A não entrega do prontuário, por si só, caracteriza falta ética, nos termos do art. 8º, inciso XI do Código de Ética do Médico-Veterinário, que veda ao médico-veterinário deixar de fornecer ao cliente, quando solicitado, laudo médico veterinário, relatório, prontuário, atestado, certificado, resultados de exames complementares, bem como deixar de dar explicações necessárias à sua compreensão.
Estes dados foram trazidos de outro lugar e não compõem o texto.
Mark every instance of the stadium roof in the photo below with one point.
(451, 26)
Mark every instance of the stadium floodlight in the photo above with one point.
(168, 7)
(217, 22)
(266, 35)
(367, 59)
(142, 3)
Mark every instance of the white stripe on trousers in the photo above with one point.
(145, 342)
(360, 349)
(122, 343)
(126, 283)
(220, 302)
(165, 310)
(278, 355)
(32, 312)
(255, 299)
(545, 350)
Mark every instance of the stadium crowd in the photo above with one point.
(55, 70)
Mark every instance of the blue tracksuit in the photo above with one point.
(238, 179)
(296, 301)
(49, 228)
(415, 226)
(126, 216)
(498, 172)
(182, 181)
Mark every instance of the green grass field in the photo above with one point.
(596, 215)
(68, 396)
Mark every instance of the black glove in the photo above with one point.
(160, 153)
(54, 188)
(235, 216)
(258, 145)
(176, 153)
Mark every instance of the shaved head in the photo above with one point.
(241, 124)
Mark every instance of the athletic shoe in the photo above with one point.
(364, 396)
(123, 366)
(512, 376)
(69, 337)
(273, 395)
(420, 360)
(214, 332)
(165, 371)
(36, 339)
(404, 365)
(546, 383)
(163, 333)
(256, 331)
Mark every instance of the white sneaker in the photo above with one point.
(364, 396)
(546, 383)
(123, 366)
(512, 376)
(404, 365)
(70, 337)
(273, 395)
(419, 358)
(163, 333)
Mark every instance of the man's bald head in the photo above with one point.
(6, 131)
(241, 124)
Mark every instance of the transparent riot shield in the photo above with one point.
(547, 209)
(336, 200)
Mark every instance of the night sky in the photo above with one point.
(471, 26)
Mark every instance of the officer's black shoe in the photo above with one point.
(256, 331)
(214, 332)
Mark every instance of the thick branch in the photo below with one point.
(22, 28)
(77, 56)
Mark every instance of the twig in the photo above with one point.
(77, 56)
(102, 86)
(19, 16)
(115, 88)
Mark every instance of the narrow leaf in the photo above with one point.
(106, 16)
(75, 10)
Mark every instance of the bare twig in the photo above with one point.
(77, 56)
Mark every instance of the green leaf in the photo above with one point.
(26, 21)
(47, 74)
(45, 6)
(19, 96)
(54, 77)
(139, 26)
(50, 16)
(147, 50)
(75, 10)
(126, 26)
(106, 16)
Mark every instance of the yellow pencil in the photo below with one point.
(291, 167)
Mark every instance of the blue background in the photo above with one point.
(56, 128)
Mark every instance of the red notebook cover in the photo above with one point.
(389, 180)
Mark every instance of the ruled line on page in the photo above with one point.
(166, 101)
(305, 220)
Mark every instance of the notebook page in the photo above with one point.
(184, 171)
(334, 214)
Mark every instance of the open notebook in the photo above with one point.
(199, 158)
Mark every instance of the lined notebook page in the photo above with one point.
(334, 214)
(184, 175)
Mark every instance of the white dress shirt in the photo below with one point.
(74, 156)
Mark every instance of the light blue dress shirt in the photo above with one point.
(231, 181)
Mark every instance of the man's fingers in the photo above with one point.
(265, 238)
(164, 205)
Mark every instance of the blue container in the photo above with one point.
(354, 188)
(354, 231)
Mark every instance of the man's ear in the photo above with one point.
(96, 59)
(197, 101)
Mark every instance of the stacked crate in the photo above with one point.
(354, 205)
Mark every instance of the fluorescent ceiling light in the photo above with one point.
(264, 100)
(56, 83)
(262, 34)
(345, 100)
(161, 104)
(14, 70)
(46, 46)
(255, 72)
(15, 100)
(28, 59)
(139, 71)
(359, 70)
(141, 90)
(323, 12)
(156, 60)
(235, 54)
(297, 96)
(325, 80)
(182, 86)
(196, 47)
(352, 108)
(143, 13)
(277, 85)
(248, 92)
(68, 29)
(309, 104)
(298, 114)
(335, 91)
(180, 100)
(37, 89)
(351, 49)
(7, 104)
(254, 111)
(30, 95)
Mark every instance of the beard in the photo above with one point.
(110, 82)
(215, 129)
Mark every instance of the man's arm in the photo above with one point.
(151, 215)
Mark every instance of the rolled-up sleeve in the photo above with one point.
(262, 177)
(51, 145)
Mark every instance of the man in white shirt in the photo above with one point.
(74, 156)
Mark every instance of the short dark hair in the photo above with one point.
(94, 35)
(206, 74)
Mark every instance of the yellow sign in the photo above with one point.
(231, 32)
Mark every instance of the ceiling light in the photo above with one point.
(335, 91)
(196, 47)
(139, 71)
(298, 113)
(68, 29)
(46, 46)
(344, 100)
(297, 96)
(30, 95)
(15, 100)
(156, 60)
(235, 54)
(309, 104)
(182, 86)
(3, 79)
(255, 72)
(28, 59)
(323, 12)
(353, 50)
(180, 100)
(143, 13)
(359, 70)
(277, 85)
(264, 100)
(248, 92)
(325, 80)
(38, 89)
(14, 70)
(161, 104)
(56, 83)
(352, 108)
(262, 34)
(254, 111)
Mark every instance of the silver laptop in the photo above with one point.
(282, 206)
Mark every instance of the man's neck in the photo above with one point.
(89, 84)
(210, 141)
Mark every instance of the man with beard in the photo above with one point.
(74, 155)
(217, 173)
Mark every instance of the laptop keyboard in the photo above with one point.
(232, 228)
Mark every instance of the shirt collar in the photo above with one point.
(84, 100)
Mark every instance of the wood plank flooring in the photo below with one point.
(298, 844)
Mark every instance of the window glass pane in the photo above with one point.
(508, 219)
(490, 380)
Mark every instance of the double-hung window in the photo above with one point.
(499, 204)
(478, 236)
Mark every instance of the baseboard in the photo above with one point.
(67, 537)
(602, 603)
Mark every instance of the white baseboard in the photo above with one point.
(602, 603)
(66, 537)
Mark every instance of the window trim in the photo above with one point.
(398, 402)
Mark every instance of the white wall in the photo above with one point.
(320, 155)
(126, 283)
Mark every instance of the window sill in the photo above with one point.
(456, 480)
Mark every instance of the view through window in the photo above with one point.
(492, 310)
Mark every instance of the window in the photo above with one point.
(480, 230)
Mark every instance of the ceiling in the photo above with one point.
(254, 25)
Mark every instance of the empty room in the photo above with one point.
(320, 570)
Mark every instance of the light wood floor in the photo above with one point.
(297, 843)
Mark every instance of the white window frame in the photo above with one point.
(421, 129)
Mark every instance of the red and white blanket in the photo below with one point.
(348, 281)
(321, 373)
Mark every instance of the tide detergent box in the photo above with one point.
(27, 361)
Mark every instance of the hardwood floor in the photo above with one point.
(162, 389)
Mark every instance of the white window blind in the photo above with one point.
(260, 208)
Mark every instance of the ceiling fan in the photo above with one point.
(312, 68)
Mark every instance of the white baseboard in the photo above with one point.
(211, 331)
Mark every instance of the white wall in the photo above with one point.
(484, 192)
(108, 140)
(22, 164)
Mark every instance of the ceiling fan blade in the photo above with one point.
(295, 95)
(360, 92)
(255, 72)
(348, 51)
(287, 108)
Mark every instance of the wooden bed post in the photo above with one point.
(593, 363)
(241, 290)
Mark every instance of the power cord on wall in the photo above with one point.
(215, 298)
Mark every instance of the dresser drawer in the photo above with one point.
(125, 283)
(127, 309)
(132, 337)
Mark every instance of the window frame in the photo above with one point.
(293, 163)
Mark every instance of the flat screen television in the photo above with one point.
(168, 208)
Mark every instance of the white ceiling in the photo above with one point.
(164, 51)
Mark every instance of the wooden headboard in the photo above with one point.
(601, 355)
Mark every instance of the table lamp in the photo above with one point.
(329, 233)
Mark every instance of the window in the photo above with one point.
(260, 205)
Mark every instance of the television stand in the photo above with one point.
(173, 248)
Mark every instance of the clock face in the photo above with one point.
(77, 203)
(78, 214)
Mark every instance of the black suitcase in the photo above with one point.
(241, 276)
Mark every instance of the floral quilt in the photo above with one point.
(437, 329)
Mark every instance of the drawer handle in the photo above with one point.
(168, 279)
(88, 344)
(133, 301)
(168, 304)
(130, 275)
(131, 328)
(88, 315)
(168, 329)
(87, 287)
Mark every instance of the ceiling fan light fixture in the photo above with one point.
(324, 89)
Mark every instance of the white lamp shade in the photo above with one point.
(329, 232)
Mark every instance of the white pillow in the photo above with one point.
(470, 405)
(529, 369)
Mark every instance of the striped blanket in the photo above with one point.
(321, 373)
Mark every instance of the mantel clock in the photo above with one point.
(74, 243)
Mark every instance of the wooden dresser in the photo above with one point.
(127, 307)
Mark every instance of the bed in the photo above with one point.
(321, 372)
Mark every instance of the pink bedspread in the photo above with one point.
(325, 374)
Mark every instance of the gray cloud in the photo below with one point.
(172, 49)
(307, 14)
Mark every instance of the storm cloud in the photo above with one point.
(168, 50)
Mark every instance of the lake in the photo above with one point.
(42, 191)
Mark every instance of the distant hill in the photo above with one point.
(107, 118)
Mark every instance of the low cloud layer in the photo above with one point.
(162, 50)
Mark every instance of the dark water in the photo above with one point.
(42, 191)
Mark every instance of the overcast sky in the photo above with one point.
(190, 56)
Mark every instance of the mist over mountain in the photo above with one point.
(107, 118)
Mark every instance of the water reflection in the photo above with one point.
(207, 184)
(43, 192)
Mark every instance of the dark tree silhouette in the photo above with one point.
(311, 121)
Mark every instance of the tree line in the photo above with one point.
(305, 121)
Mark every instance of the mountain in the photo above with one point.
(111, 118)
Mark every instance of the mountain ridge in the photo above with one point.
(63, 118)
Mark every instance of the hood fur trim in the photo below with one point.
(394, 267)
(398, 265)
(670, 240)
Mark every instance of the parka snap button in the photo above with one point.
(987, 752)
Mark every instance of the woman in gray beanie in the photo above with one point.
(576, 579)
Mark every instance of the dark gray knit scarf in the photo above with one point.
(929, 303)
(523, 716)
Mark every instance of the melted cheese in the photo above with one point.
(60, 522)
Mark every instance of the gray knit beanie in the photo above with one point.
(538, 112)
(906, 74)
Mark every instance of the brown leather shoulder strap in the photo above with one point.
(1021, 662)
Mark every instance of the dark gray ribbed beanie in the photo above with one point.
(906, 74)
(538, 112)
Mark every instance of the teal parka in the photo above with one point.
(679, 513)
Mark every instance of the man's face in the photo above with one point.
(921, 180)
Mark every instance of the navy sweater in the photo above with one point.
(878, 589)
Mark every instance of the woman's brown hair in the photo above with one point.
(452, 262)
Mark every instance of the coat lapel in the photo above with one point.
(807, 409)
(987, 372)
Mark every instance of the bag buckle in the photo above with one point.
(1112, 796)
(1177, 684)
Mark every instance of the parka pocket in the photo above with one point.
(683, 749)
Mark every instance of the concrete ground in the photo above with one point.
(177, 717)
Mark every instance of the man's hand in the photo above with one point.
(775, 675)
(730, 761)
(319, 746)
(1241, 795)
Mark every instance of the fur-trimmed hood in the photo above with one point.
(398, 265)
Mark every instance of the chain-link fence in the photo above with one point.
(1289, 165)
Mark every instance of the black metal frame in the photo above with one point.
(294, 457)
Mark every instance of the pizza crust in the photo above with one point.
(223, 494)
E a compreensão é algo de extrema importância e atenção, pois vai de encontro a determinação do CDC, que garante a informação, clara, objetiva e compreensiva, não basta informar, é preciso que o consumidor compreenda o que está sendo informado, é a falta de compreensão, que acarreta processos judiciais, no órgão de classe, e a falta de consentimento, uma problemática no dia a dia de muitos médicos-veterinários.
O profissional da medicina veterinária, precisa compreender que a prestação de informação clara e precisa ao consumidor, possibilita sua participação na tomada das decisões médicas, afinal o médico-veterinário só pode atuar com consentimento formal do cliente, salvo em caso de iminente risco de morte ou de incapacidade permanente do paciente (a exceção deve ser registrada e detalhada no prontuário, consubstanciado na literatura da medicina veterinária), mas atenção, a participação na tomada da decisão médica, é consentir, e não o médico-veterinário atuar como realizador de vontades do consumidor, o ato médico-veterinário é privativo do profissional.
Sendo assegurado ao consumidor, o direito de saber dos possíveis riscos, benefícios e alternativas de determinado procedimento médico-veterinário, para que possa manifestar o seu consentimento pela intervenção terapêutica de forma livre e consciente, exercendo o consentimento formal, sinônimo da sua participação na tomada da decisão médica.
Como se vê, a informação clara, objetiva e compreensiva é direito do consumidor, e devem estar registradas no prontuário, não podendo valer-se da falta de "formalismo", que poderá acarretar na falha no dever de informação, e o chamado consentimento genérico (blanket consent), decorrente de registro de informações imprecisas ou formuladas em termos excessivamente técnicos.
Ou seja, o profissional da medicina veterinária precisa atentar-se, para além do dever de elaboração, guarda e entrega do prontuário, precisa atentar-se ao preenchimento correto do documento e o consentimento formal, observando o tripé, Direito Animal, Direito Médico-Veterinário e Direito do Consumidor, que assegure a informação clara, objetiva e compreensível, na falha, poderá ser responsabilizado pelo dano que venha a causar ao paciente, ora animal, e/ou ao cliente, ora, consumidor.